13 May 2026 Pubblicato | Tradotto dallo spagnolo

La sindrome dell'ovaio policistico (PCOS) è passata alla storia. Durante il Congresso Europeo di Endocrinologia è stato annunciato il suo ridenominazione ufficiale come sindrome ovarica metabolica polendocrina (PMOS). Questo cambiamento corregge un'idea errata molto diffusa: le ovaie non sono piene di cisti pericolose, ma di ovuli immaturi che non maturano a causa di una sovrabbondanza di follicoli. Un azzeccato termine che chiarisce la vera origine metabolica del disturbo.

Un'illustrazione mostra un'ovaia divisa in due metà. A sinistra, etichettata come PCOS vecchio, si vedono cerchi rossi di cisti minacciose. A destra, etichettata come PMOS nuovo, piccoli punti blu rappresentano ovuli immaturi circondati da follicoli. Sullo sfondo, un cartello dice Addio alle cisti.

Diagnostica per immagini: come la tecnologia smonta i miti 🩺

Gli ecografi ad alta risoluzione e la risonanza magnetica sono stati fondamentali per dimostrare che le macchie scure visibili nelle ovaie non sono cisti dannose. Sono follicoli antrali, ovuli bloccati nel loro sviluppo a causa di uno squilibrio ormonale. Gli algoritmi di intelligenza artificiale applicati all'analisi delle immagini permettono già di distinguere con precisione questi follicoli da lesioni cistiche reali. Questa tecnologia aiuta a evitare diagnosi errate e trattamenti inutili, concentrando l'attenzione sulla reale componente metabolica della sindrome.

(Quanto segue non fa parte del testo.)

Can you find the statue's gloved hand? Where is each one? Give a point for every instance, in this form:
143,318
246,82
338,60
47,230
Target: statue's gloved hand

Cambiare il nome non toglie la grigliata, ma aiuta 🍖

Che ora si chiami PMOS non ridurrà la resistenza all'insulina né farà sparire per magia la voglia di carboidrati. Ma almeno, quando una paziente sentirà la diagnosi, smetterà di immaginare le sue ovaie come una piñata piena di protuberanze sospette. La comunità medica spera che il nuovo nome riduca il panico e aumenti la comprensione. Cioè, che smettano di chiedere se si cura con un'operazione laser.